Wasn't sure what topic to post under, so if I'm wrong I apologize. I was wondering if anybody had any experience with geodes in their aquariums. I've had amethyst crystals before with no problems. But I would love to have geodes. I'm most concerned about the rock part leaking minerals in the water. Is there any way to maybe "seal" them so that doesn't happen?


----------



## chenowethpm (Jan 8, 2014)

It would more than likely depend on the type of rock it's formed from. The Quartz geodes or the ones formed from volcanic rocks would probably be safe. If you want to test your geode put it in a bucket of your dechlorinator source water and test the ph, gh, kh over a period of time to see if it changes anything.


----------



## big b (Jun 28, 2014)

that is a very good question, i am sure that somebody has done it before so i shall google it and see if i can find anything for you


----------



## vreugy (May 1, 2013)

Do the vinegar test. If it fizzes it isn't good for the tank


----------



## BettaGamer (Feb 13, 2015)

I've read about the vinegar test but thing is, I don't have any geodes. I was thinking about buying one. There is a store around me that sells them a little cheaper than the Internet, but their selection is very limited. And I don't want to buy it if it's not going to be sure-fire safe. I'd rather invest my money elsewhere.


----------



## vreugy (May 1, 2013)

Ask the seller if he knows anything about the make-up of the stone. Also ask him if you can drop a bit of vinegar on them to see if they are aquarium safe.
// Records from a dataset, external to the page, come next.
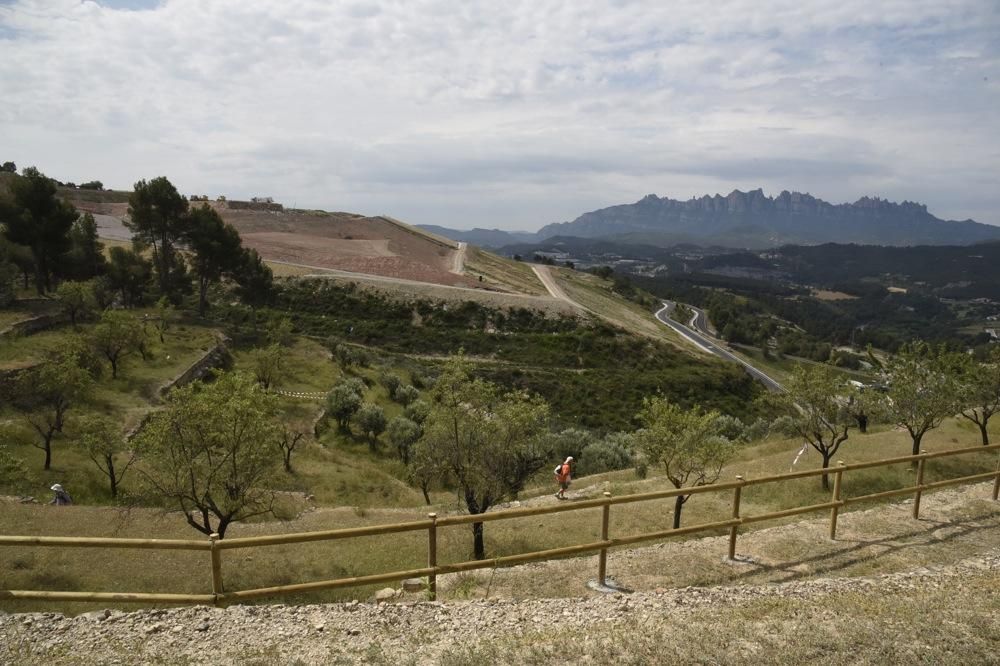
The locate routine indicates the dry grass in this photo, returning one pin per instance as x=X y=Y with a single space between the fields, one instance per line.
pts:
x=660 y=565
x=827 y=295
x=935 y=625
x=504 y=273
x=595 y=294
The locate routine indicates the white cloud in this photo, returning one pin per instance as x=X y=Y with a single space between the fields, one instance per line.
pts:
x=509 y=114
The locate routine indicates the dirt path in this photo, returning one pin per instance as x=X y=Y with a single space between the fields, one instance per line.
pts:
x=459 y=259
x=553 y=287
x=889 y=590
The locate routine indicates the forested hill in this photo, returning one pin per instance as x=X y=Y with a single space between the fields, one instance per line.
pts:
x=952 y=271
x=754 y=220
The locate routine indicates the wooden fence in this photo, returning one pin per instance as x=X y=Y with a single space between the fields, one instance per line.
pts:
x=215 y=547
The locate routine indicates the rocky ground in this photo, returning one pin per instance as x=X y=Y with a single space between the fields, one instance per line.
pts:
x=935 y=608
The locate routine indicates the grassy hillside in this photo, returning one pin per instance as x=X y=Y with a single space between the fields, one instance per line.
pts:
x=171 y=571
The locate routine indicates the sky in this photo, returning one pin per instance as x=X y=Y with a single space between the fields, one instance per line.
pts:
x=510 y=114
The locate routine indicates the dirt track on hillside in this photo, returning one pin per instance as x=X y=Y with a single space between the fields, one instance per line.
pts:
x=889 y=590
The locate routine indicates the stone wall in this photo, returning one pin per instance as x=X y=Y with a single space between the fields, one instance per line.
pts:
x=216 y=357
x=33 y=325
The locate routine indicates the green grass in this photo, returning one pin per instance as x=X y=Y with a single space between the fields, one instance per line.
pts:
x=330 y=473
x=514 y=275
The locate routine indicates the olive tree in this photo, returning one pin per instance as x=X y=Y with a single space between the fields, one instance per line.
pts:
x=117 y=336
x=342 y=403
x=268 y=365
x=922 y=390
x=103 y=441
x=77 y=299
x=487 y=441
x=979 y=389
x=212 y=452
x=46 y=392
x=685 y=442
x=815 y=407
x=403 y=433
x=371 y=420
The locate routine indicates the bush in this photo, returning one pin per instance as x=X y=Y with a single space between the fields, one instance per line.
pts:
x=405 y=395
x=606 y=455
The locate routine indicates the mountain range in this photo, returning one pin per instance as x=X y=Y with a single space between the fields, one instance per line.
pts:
x=751 y=220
Where are you from? I lived in Indiana and Geodes were common. We used to bust them to collect the crystals in them. 

Good luck.


----------



## susankat (Nov 15, 2008)

Take a bottle of your ph liquid test kit and test on the spot. More accurate than vinegar.


----------



## BettaGamer (Feb 13, 2015)

The place in question is actually one of those "new age" stores, so I don't think I would be able to do any testing. Hmm... At this point I might just take some of the crystals I have used in the past and make my own "geode" per say.


----------



## joecrouse (Feb 3, 2014)

I've never had the Vinegar test work


----------



## BettaGamer (Feb 13, 2015)

Thanks everyone. I've decided to not use geodes. But I've got something else in mind using Quartz points


----------